Ninguno de ellos logró rozar siquiera la gloria de Guillermo Valencia, un aristócrata de Popayán que antes de sus treinta años se había impuesto como el sumo pontífice de la generación del Centenario, así llamada por haber coincidido en 1910 con el primer siglo de la independencia nacional. Sus contemporáneos Eduardo Castillo y Porfirio Barba Jacob, dos poetas grandes de estirpe romántica, no obtuvieron la justicia crítica que merecían de sobra en un país encandilado por la retórica de mármol de Valencia, cuya sombra mítica les cerró el paso a tres generaciones. La inmediata, surgida en 1925 con el nombre y los ímpetus de Los Nuevos, contaba con ejemplares magníficos como Rafael Maya y otra vez León de Greiff, que no fueron reconocidos en toda su magnitud mientras Valencia estuvo en su trono. Este había disfrutado hasta entonces de una gloria peculiar que lo llevó en vilo a las puertas mismas de la presidencia de la República.
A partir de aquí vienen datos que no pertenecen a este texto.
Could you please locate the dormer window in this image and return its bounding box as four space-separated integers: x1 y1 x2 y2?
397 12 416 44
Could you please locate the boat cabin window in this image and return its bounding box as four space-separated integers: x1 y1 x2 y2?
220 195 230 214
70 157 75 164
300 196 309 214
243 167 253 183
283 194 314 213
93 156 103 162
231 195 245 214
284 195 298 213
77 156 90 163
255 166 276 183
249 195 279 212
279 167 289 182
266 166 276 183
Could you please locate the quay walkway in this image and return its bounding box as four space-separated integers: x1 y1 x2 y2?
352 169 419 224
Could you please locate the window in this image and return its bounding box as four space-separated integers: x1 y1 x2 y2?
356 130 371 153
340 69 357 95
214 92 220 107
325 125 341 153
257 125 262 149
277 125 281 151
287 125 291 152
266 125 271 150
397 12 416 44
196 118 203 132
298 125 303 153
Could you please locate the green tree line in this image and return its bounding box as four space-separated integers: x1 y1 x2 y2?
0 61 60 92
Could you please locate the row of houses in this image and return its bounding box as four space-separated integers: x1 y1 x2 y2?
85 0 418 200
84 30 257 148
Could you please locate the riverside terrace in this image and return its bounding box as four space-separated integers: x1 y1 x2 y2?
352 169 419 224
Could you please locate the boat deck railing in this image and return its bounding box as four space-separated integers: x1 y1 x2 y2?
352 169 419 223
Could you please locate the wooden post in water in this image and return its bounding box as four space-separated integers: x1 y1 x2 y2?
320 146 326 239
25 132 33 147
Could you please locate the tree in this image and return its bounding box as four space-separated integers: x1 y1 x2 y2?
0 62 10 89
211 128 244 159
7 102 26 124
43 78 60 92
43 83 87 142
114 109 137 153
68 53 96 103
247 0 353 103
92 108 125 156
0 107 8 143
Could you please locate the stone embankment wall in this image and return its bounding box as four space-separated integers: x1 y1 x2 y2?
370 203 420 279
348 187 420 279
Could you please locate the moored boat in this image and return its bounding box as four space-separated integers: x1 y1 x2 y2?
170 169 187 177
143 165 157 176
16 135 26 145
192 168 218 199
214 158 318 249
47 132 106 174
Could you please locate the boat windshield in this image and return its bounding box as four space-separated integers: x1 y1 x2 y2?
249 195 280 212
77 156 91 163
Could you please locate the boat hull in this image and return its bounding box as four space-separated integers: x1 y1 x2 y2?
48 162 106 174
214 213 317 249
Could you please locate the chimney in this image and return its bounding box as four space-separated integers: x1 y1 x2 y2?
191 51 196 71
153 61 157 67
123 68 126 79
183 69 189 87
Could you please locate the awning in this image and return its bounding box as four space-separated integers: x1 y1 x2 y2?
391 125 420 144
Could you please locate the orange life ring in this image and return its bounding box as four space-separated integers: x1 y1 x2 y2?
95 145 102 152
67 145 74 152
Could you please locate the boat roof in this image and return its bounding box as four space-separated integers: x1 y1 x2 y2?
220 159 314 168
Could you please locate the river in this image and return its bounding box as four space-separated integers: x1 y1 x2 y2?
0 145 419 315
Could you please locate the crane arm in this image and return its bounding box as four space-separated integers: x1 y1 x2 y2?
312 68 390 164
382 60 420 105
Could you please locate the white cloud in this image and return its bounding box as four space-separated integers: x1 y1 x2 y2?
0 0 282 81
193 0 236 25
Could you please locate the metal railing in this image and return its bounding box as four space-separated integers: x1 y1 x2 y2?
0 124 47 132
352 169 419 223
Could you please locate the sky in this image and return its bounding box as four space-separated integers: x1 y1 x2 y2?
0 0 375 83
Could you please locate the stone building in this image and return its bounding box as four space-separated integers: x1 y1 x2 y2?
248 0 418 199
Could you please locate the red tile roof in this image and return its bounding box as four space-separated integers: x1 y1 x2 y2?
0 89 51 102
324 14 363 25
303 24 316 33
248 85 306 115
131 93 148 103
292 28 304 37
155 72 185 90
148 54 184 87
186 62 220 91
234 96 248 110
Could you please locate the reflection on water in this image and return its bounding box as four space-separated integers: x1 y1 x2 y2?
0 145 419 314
Los únicos que se atrevieron a salirle al paso en medio siglo fueron los del grupo Piedra y Cielo con sus cuadernos juveniles, que en última instancia sólo tenían en común la virtud de no ser valencistas: Eduardo Carranza, Arturo Camacho Ramírez, Aurelio Arturo y el mismo Jorge Rojas, que había financiado la publicación de sus poemas. No todos eran iguales en forma ni inspiración, pero en conjunto estremecieron las ruinas arqueológicas de los parnasianos y despertaron para la vida una nueva poesía del corazón, con resonancias múltiples de Juan Ramón Jiménez, Rubén Darío, García Lorca, Pablo Neruda o Vicente Huidobro. La aceptación pública no fue inmediata ni ellos mismos parecieron conscientes de ser vistos como enviados de la Divina Providencia para barrer la casa de la poesía. Sin embargo, don Baldomero Sanín Cano, el ensayista y crítico más respetable de aquellos años, se apresuró a escribir un ensayo terminante para salir al paso de cualquier tentativa contra Valencia. Su mesura proverbial se desmandó. Entre muchas sentencias definitivas, escribió que Valencia se había «apoderado de la ciencia antigua para conocer el alma de los tiempos remotos en el pasado, y cavila sobre los textos contemporáneos para sorprender, por analogía, toda el alma del hombre». Lo consagró una vez más como un poeta sin tiempo ni fronteras, y lo colocó entre aquellos que «como Lucrecio, Dante, Goethe, conservaron el cuerpo para salvar el alma». Más de uno debió pensar entonces que con amigos como ése, Valencia no necesitaba enemigos.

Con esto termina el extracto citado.